Welcome to our ATP API access application

On request, we can provide you with access to our Agency Trading and Processing (ATP) APIs.
Our APIs enable you to connect directly to all major global markets and trade asset classes like futures and options, and cash equities.
Other features include:

  • Proximity hosting capabilities on SaaS infrastructure with high-security Tier III and IV data centers, which provides you with global order book management, and risk management.
  • Access to our award-winning spread trading software, so you can minimize roundtrip times in spreads across global regions.
  • A single solution certified with all customer OMS/EMS networks for out-of-the-box customer orders and allocations acceptance.
  • Compatibility with several development languages, such as C++, Visual Studio, Java, and C#.
  • The ability to create user-defined strategies (UDS) and Requests for Quotes (RFQ).
  • Support for extreme message throughput and volumes.
  • Support for FIXML and FIX protocols 4.0 through 4.4.


Tell us about your requirements

To ensure that our API meets your needs, we’d like you to provide some basic information.


After that, we’ll ask you to acknowledge our terms and conditions and complete a short non-discloser agreement (NDA) to continue the application process.


We also need you to provide some basic connection information, such as the FIX protocol you’re interested in, the exchanges you want to trade on, details about your broker, and so on. This information will enable us to determine the best way to help you connect to your chosen trading venues.

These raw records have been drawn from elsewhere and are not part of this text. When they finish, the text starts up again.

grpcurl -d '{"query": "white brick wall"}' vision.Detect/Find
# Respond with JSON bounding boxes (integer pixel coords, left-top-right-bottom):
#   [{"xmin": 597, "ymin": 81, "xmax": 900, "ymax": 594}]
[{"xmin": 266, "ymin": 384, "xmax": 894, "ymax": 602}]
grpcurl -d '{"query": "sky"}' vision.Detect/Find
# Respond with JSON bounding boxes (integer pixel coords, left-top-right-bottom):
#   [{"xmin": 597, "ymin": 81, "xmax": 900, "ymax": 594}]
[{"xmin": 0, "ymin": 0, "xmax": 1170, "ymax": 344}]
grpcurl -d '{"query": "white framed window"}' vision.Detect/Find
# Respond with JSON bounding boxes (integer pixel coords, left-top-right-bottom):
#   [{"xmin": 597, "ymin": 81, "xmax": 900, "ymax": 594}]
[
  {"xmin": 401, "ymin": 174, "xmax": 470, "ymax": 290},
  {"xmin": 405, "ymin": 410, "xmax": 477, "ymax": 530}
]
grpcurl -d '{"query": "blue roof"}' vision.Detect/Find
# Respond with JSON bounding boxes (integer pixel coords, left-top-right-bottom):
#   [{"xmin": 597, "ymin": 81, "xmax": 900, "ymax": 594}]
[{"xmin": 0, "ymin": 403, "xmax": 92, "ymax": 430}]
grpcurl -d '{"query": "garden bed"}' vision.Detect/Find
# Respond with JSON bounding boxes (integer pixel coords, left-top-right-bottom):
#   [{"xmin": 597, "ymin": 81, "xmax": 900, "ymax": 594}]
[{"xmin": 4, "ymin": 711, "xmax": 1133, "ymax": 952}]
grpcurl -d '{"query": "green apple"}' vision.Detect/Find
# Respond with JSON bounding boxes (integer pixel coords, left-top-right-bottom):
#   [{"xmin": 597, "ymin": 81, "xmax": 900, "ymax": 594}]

If you need any help filling out this part of the application, please contact us.



Non Disclosure Agreement
1. ION Trading Ireland, a company registered in Ireland (company number 364336), whose registered office is at 4th Floor, Minverva House, Simmonscourt Road, Dublin 4, Ireland ("ION").
2. ...
In consideration of the mutual promises contained herein, and as a condition to the disclosure of information, the Licensee and ION agree as follows:
"Affiliate" means, in respect of a company, a company which is its subsidiary or holding company, or a company which is a subsidiary of that holding company.
"Authorized Representatives" means, in relation to a Receiving Party, its and its Affiliates' directors, officers and employees, who need to receive and consider the Confidential Information for the purposes of the Project.
"Confidential Information" means all information in whatever form that is disclosed by one party (including its Affiliates) (the "Disclosing Party") to the other party (including its Affiliates) (the "Receiving Party"), whether or not marked as confidential, and includes the existence and content of this agreement;
"Project" means all transactions or proposed transactions of any kind, relating to any subject matter whatsoever, in connection with which a Disclosing Party provides Confidential Information to a Receiving Party;
2.1	 The Receiving Party shall not use the Confidential Information of the Disclosing Party for a purpose other than the Project and shall not disclose the Disclosing Party's Confidential Information to anyone other than its Authorized Representatives.
2.2	 Any breach of the terms of this agreement by a party's Authorized Representatives shall be considered a breach by the party itself.
2.3	 Neither party will be under any obligation to keep confidential any Confidential Information that:
2.3.1  is in the public domain, other than in breach of this agreement;
2.3.2  was received from a third party without obligation of confidence; or
2.3.3  was known to that party before the date of this agreement and that party was not under any obligation of confidence at that time.
2.4 A Receiving Party may disclose Confidential Information
if and to the extent that it is required to do so by any law, provided that, to the extent that it is permitted to do so, the Receiving Party: (i) notifies the Disclosing Party as soon as possible upon becoming aware of any such requirement; and (ii) co-operates with the Disclosing Party (at the Disclosing Party's reasonable expense) to avoid or limit disclosure and to gain assurances as to confidentiality from the body to whom the information is to be disclosed.
2.5	A Receiving Party shall return or destroy all the Disclosing Party's Confidential Information (in whatever form) in its possession, custody, or control on request from the Disclosing Party.
3.1  Either party may terminate this agreement by notice in writing to the other party. Sections 2 and 4 of this agreement shall survive termination of the agreement.
4.1  This agreement constitutes the entire agreement between the parties relating to the subject matter of this agreement.
4.2  No amendment of this agreement will be valid unless it is in writing and signed by both parties.
4.3  Each Receiving Party recognizes that any breach of this agreement would cause irreparable harm to the Disclosing Party and that monetary damages would be inadequate to compensate the Disclosing Party for such breach.
4.4  This Agreement shall be governed by, and shall be construed in accordance with, the laws of Ireland. The courts of Ireland have exclusive jurisdiction to hear and decide any suit, action or proceedings, and to settle any disputes, which may arise out of or in connection with this Agreement and, for these purposes, each party irrevocably submits to the jurisdiction of the courts of Ireland. However, nothing in this Section 4.4 shall prevent either party from seeking injunctive relief in the courts of any jurisdiction for the breach, or threatened breach, of this Agreement.